All the lobbyists billing their respective and mostly meat industry clients made the point one more time Monday — they do not want fees replacing what the taxpayers now ante up and the government borrows to pay for food safety.

So they’ve penned a letter to the so-called “Gang of Six,” three Democratic Senators and three Republicans, working behind closed doors to see if they can pull America’s fiscal airplane out of a nosedive before it all crashes into one big pile.

The agribusiness lobbyists are worried the “Gang of Six” might be getting ideas from the Obama Administration, which has put forth a plan for taxes and fees on the food business that the industry says are “the cause of grave concern.”

The Obama Administration plans to submit legislation, which has upset the industry, to create two types of fees, according to a budget summary from USDA’s Food Safety and Inspection Service.

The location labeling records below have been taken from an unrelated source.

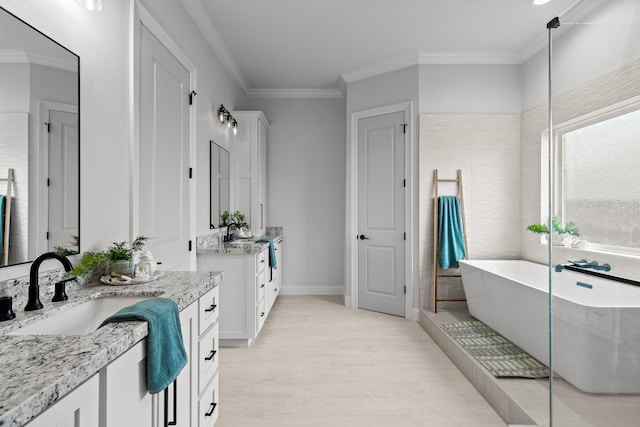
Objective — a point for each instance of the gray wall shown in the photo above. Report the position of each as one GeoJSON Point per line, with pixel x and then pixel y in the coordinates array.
{"type": "Point", "coordinates": [306, 192]}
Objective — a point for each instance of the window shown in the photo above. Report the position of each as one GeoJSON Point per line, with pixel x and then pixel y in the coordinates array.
{"type": "Point", "coordinates": [599, 184]}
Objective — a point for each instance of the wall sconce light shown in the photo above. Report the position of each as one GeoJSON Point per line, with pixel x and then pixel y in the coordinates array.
{"type": "Point", "coordinates": [224, 116]}
{"type": "Point", "coordinates": [91, 5]}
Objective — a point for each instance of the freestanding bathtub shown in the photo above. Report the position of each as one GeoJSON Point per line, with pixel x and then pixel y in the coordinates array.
{"type": "Point", "coordinates": [596, 322]}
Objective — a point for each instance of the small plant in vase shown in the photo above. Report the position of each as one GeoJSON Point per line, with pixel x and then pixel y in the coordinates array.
{"type": "Point", "coordinates": [559, 235]}
{"type": "Point", "coordinates": [233, 221]}
{"type": "Point", "coordinates": [118, 258]}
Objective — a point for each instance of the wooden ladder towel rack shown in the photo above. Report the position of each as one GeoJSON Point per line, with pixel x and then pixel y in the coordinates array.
{"type": "Point", "coordinates": [7, 217]}
{"type": "Point", "coordinates": [436, 269]}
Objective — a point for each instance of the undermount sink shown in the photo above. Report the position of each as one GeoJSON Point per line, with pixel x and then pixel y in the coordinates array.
{"type": "Point", "coordinates": [81, 319]}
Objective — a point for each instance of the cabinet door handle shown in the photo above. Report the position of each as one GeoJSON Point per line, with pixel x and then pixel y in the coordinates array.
{"type": "Point", "coordinates": [211, 409]}
{"type": "Point", "coordinates": [175, 405]}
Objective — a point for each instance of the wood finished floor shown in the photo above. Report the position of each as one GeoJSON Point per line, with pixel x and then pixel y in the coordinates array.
{"type": "Point", "coordinates": [318, 363]}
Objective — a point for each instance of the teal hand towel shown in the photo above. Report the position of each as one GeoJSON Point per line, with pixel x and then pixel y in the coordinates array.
{"type": "Point", "coordinates": [1, 222]}
{"type": "Point", "coordinates": [166, 355]}
{"type": "Point", "coordinates": [451, 246]}
{"type": "Point", "coordinates": [273, 262]}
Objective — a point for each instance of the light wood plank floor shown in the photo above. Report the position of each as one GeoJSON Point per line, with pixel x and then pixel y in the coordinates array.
{"type": "Point", "coordinates": [318, 363]}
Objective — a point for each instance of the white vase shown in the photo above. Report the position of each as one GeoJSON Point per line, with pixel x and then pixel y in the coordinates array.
{"type": "Point", "coordinates": [122, 267]}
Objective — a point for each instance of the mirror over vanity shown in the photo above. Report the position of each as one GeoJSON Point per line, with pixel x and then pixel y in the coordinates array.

A mandatory fee would cover the estimated cost of services the federal government provides for risk assessments, hazard analyses, inspection planning, compliance review, enforcement, technology support and at risk communication.

There would be a second fee based on performance that would cover additional inspections, including food safety assessments, follow-up sampling, and additional inspections required in the event of an outbreak of disease.

But 25 of the nation’s mostly meat industry organizations wrote the “Gang of Six” Monday in a broad effort to kill the Obama Administration’s ideas about fiscal responsibility.

“Meat, poultry and egg product inspection is a public health and safety program required by federal law and has been funded through tax dollars for over a century,” said the letter addressed to “Gang of Six” Chairman Kent Conrad, D-ND.

 

“Food safety inspection benefits everyone and therefore should be paid for through appropriated funds. Inspection fees will make the current equitable funding mechanism inherently regressive, since low and middle-income families spend a higher portion of their income on food than do wealthier Americans. Furthermore, any proposal to transform government-funded food safety inspection provides less accountability for the government to manage program costs, results and efficiencies.”

Earlier, the co-chairs of the Commission on Fiscal Responsibility and Reform, Democrat Erskine Bowles and Republican Alan Simpson, proposed putting the meat industry on a diet of fees. The full commission, however, dropped the idea from its final report.

Signing the meat industry’s “Gang of Six” letter were: American Association of Meat Processors, American Farm Bureau Federation, American Frozen Food Institute, American Meat Institute, American Sheep Industry Association (ASI), Eastern Meat Packers Association, Illinois Association of Meat Processors, Indiana Meat Packers and Processors Association (IMPPA), Iowa Meat Processors Association, Mid-States Meat Association, Missouri Association of Meat Processors, National Cattlemen’s Beef Association, National Chicken Council, National Frozen Pizza Institute, National Meat Association, National Pork Producers Council, National Turkey Federation, Nebraska Association of Meat Processors, North American Meat Processors Association, Ohio Association of Meat Processors, Shelf-Stable Food Processors Association, Southeastern Food Processors Association, Southeastern Meat Association, Southwest Meat Association, and United Egg Association.

Currently about 41 cents out of every dollar required to provide food safety services is borrowed by the government and added to the nation’s $14 trillion debt.  Taxpayers pay the other 59 cents.

Federal inspection services are now provided without charge to the industry at more than 2,000 processing plants for cattle, calves, hogs, sheep and lambs.